MULHERES DOS EX-COMBATENTES

Nunca estiveram no Ultramar, mas vivem no seu quotidiano uma guerra que os maridos arrastam à 40 anos. As mulheres dos ex-combatentes herdaram sintomas do “stress” pós-traumático, uma doença "contagiosa" que lhes deixou marcas para a vida.

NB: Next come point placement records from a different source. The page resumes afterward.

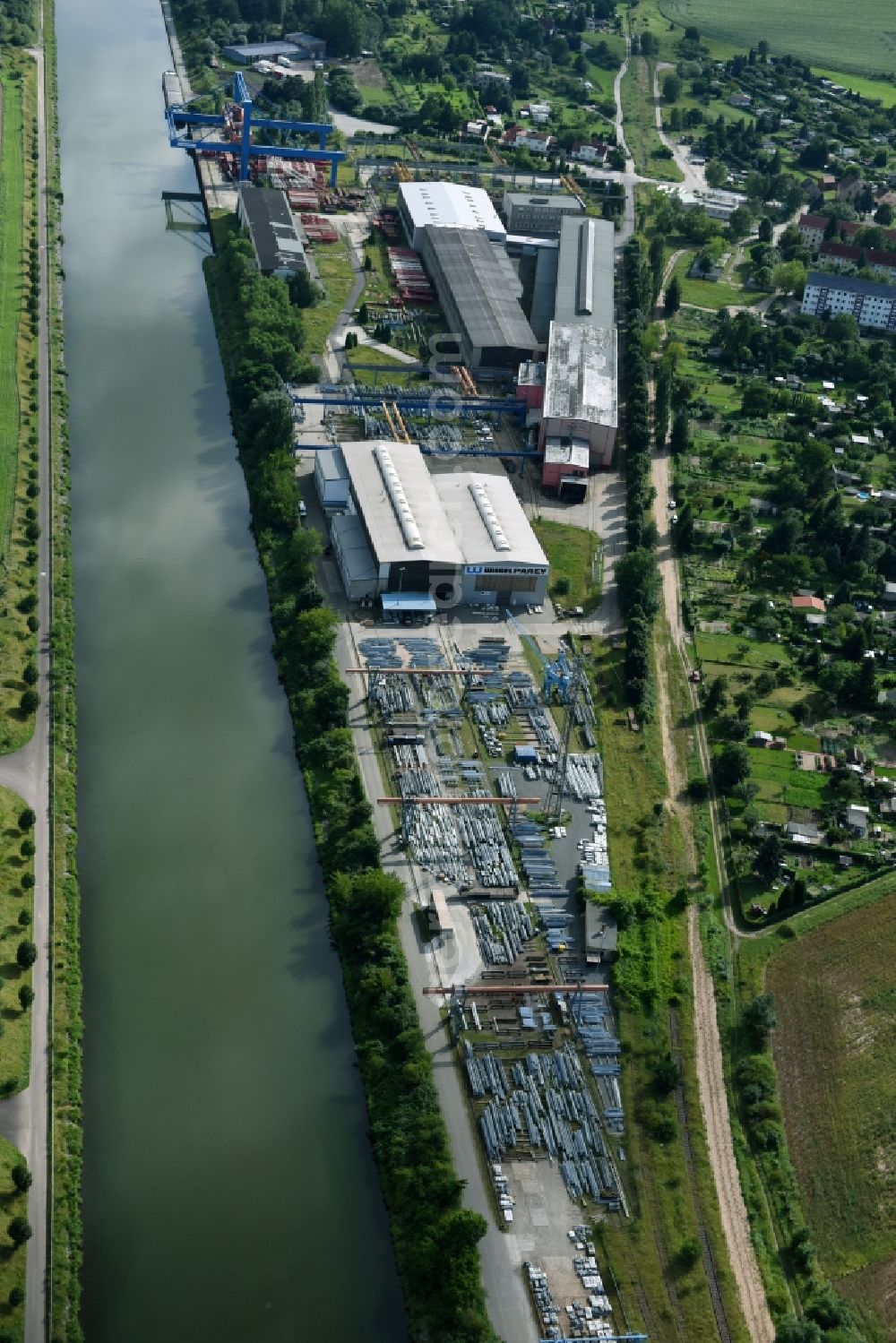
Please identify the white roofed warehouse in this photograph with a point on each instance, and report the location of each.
(446, 204)
(433, 541)
(581, 390)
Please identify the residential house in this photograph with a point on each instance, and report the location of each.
(802, 833)
(812, 228)
(849, 254)
(857, 820)
(850, 188)
(595, 152)
(807, 603)
(538, 142)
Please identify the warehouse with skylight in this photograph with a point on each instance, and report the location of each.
(425, 543)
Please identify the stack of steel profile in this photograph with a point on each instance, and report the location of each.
(429, 831)
(551, 1106)
(584, 777)
(597, 1033)
(544, 1303)
(541, 724)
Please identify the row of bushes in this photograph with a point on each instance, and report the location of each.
(435, 1237)
(637, 571)
(66, 1232)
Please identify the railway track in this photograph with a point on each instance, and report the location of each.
(662, 1256)
(708, 1257)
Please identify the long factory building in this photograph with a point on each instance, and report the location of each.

Numa troca de correspondência, juraram amor em tempos de guerra e desejaram chegar o dia em que os seus homens regressariam. Todas elas esperavam por eles, por quem se tinham apaixonado, mas viram e sentiram desembarcar homens sombrios, diferentes daqueles que tinham embarcado.
"Cheguei a ir a um bruxo, porque pensava que ele tinha alguma coisa do outro mundo dentro dele. Vinha diferente e ninguém sabia o que ele tinha, ninguém o reconhecia", recorda Lucília, que encontrou uma resposta no grupo de auto-ajuda da Associação de Apoio aos Ex-Combatentes Vítimas do Stresse de Guerra (APOIAR).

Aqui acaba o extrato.